Над холмами вокруг Парелома дул резкий, пахнущий зимой ветер, срывающий с деревьев красные и золотые листья, но небо оставалось чистым, а солнечный свет – ярким. Ожидая в очереди у одного из двадцати лучших ресторанов, напоминающего своим видом о роскоши прежних времен вплоть до выставленных в витрине тарелок с готовыми блюдами, Хартц удовлетворенно оглядел окрестности.

– Чудесно, – наконец произнес он. – Просто чудесно.

– Что? – Фримен массировал кожу на висках, разглаживая ее к затылку, словно пытался выдавить из себя накопившуюся усталость. Он поднял глаза на витрину и кивнул: – А-а, вы об этом… Да, пожалуй. Последнее время я мало обращаю внимания на такие вещи.

– Вы, как я вижу, утомились, – участливо сказал Хартц. – И меня это не удивляет. У вас трудная работа.

– И не быстрая. По девять часов в сутки, сеансами по три часа. Утомишься тут.

– Но работа должна быть сделана.

– Да, работа должна быть сделана.

Как выращивают дельфиниумы

Делается это примерно так.

Сначала вы окучиваете большую – если получится, то очень большую – группу людей, никогда не изучавших предмет, к которому относится задаваемый вами вопрос, и потому неспособных вспомнить правильный ответ, но тем не менее встроенных в культуру, к которой вопрос имеет прямое отношение.

После чего вы просите их прикинуть, сколько людей умерло во время великой эпидемии гриппа после Первой мировой войны или какое количество караваев хлеба санитарные инспекторы ЕЭС сочли непригодными к употреблению в пищу в июне 1970 года.

Как ни странно, после обобщения ответов вы заметите, что они группируются вокруг верной цифры, указанной в альманахах, ежегодниках и статистических отчетах.

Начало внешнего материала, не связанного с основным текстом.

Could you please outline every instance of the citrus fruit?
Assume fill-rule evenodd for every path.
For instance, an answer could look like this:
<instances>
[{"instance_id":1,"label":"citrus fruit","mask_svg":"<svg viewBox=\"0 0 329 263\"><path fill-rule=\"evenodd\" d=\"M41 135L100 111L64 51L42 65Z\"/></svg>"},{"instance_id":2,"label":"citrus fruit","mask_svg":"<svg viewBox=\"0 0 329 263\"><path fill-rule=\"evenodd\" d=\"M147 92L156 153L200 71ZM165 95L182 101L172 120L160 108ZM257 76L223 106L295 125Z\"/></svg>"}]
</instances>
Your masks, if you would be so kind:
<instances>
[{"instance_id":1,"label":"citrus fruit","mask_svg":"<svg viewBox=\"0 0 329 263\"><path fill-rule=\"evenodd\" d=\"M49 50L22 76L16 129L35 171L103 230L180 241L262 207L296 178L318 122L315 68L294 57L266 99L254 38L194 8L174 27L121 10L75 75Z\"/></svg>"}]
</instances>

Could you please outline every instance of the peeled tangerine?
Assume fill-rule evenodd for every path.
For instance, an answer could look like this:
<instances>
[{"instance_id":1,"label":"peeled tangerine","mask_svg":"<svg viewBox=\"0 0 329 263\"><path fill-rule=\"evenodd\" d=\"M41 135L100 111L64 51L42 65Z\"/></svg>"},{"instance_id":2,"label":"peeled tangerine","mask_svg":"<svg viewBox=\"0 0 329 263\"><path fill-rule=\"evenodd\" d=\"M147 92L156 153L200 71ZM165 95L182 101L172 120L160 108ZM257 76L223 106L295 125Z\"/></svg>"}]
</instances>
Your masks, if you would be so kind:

Подтверждается парадокс: хотя никто не имеет понятия о происходящем вокруг, все знают, что происходит.

Если правило работает по отношению к прошлому, почему бы не применить его к будущему? Триста миллионов, имеющие доступ к интегрированной сети данных Северной Америки, – очень внушительное количество потенциальных прогнозистов.

Увы, большинство из них бегут во все лопатки от страшного призрака будущего. Как окучивать людей, попросту не желающих ничего знать?

Одних можно поймать на жадности, другим дать надежду. Остальные не сыграют в судьбах мира какой-либо существенной роли.

Как говорит пословица, нет коня – и осел сгодится.

Новая кочка отсчета

Оставалось отпереть дверь трейлера и отключить сигнал тревоги, как Лазарь вдруг засомневался.

Воскресенье. Относительно хороший сбор, хотя и не рекордный. (Он принюхался. Воздух горяч. От плавильни нагрелся.)

А что, если девчонка – не по годам умелая актриса?

Он представил себе, как налетает, грабит и убегает до появления хрипатых племя, оставив на месте одну истерически хохочущую по поводу удачного «розыгрыша» малолетку, которую полиция не имеет права допрашивать.

Поэтому, прежде чем выключить сигнализацию, Лазарь привел в активное состояние всю электронику церкви кроме музыкальной системы куликов и автоматических лотков для сбора подаяний. Когда святой отец обошел вокруг бывшего экрана, служившего теперь алтарем, перед ним в китовом чреве купола вспыхнуло яркое зарево. Прожекторы сверкали всеми цветами радуги, дистанционная тривизионная камера над головой не только воспроизводила на алтаре чудовищно увеличенный лик священника, но и записывала происходящее во всех подробностях на накопитель данных, спрятанный под метровым слоем бетона. Если на церковь нападут, то хотя бы сохранятся улики.

К тому же у Лазаря имелся при себе пистолет. Он никогда не покидал трейлер без оружия.

Скудные предосторожности представляли собой максимум того, что мог себе позволить обыкновенный священник. Если перегнуть палку, федеральные компьютеры встревожатся и, чего доброго, зачислят его в параноики. Они стали очень чувствительны к такого рода вещам после того, как летом прошлого года один раввин в Сиэтле, заминировавший подходы к синагоге, забыл отключить электронную пусковую цепь накануне бар-мицвы.

Как правило, федкомпы положительно относились к людям со стойкими религиозными убеждениями. Такие граждане реже устраивали бучу. Однако всему имелись пределы, не говоря уже о существовании чудаков-одиночек.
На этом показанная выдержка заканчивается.